Kuntz: Im Augenblick bereitet mir das noch keine Sorge. Aber ich weiß, dass dieses Thema auf uns zukommen wird.

bundesliga.de: Wie schwer ist es in der aktuellen Situation, ohne Planungssicherheit für eine der beiden Ligen, schon jetzt die neue Saison planen zu müssen?

Kuntz: Wir müssen zweigleisig planen, keine Frage. Nimmt man aber die fünf, sechs Zweitliga-Mannschaften, die noch aufsteigen oder die Relegation erreichen können, beziehungsweise die fünf, sechs Teams aus der Bundesliga, die noch absteigen können, befinden wir uns in einem Kreis von zehn, zwölf Teams, die dasselbe Problem haben. Damit muss man umgehen. Und letztendlich ist es mir lieber, wenn ich zweigleisig als nur für die 2. Bundesliga planen muss (lacht).

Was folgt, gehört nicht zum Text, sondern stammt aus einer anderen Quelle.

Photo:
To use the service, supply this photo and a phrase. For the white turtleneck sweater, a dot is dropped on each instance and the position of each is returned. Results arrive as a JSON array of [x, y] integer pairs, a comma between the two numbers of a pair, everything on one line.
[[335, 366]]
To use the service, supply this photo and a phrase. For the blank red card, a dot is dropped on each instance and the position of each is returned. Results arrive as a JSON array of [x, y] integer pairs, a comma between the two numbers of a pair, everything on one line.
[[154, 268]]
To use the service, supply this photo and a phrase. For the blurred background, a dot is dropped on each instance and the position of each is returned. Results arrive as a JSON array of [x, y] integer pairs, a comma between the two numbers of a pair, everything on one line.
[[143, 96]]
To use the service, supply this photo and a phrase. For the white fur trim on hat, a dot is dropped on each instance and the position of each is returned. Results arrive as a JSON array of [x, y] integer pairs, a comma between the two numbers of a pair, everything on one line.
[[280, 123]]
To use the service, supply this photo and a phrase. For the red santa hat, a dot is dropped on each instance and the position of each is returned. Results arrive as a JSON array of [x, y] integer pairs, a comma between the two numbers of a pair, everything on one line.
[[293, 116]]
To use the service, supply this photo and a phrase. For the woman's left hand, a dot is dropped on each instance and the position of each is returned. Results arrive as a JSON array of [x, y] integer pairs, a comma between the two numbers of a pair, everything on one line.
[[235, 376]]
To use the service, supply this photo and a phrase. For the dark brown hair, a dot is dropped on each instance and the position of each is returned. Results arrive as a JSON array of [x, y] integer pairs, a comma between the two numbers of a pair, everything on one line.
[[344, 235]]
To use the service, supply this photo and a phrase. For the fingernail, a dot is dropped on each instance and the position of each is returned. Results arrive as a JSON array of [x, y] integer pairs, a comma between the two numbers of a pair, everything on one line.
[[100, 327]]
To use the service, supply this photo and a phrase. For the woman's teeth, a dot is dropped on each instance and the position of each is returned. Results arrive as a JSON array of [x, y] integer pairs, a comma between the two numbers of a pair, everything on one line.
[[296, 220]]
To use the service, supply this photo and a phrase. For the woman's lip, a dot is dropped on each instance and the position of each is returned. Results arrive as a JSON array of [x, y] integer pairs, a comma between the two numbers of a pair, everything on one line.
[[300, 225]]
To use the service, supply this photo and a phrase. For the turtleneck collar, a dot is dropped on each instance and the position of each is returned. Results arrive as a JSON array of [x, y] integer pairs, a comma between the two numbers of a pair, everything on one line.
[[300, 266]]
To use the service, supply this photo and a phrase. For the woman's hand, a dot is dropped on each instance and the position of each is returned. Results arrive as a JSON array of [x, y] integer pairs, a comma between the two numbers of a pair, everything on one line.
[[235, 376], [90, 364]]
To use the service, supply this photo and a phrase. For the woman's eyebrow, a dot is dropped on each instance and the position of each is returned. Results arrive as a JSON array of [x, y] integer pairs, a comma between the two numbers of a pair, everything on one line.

bundesliga.de: Dirk Schuster hat in Darmstadt aus der Not eine Tugend gemacht und Spieler gesucht, die woanders keine Chance mehr hatten. Wie müssen Spieler gestrickt sein, damit sie zum FCK passen?

Kuntz: Ein Spieler muss wissen, dass er in dem Augenblick, in dem er aus dem Haus tritt, Botschafter des FCK ist. Denn Kaiserslautern ist eine kleine Stadt, in der es die Anonymität einer Großstadt so nicht gibt. Der Spieler muss verstehen, dass er das lebt, was unsere Fans träumen - einmal für den FCK auf dem Rasen des Betzenberg zu stehen. Das verlangt nach Tugenden wie Einsatzwillen, Laufbereitschaft, Teamgeist, Risikofreudigkeit und Zweikampfstärke. Und er muss auf dem Weg von der Kabine zum Trainingsplatz auch mal ein paar Worte mit dem Fan sprechen und ihm das Gefühl geben, dass er wichtig ist für den Verein. Diese Identifikation zwischen Fans und Mannschaft ist die Basis unseres Clubs.

bundesliga.de: Ohne dass Sie Namen nennen: Haben Sie bei Vertragsverhandlungen mit etwaigen Kandidaten gespürt, dass ein Spieler diese Voraussetzungen nicht erfüllen kann?

Kuntz: Ja. Und diesen Spieler haben wir dann auch nicht verpflichtet.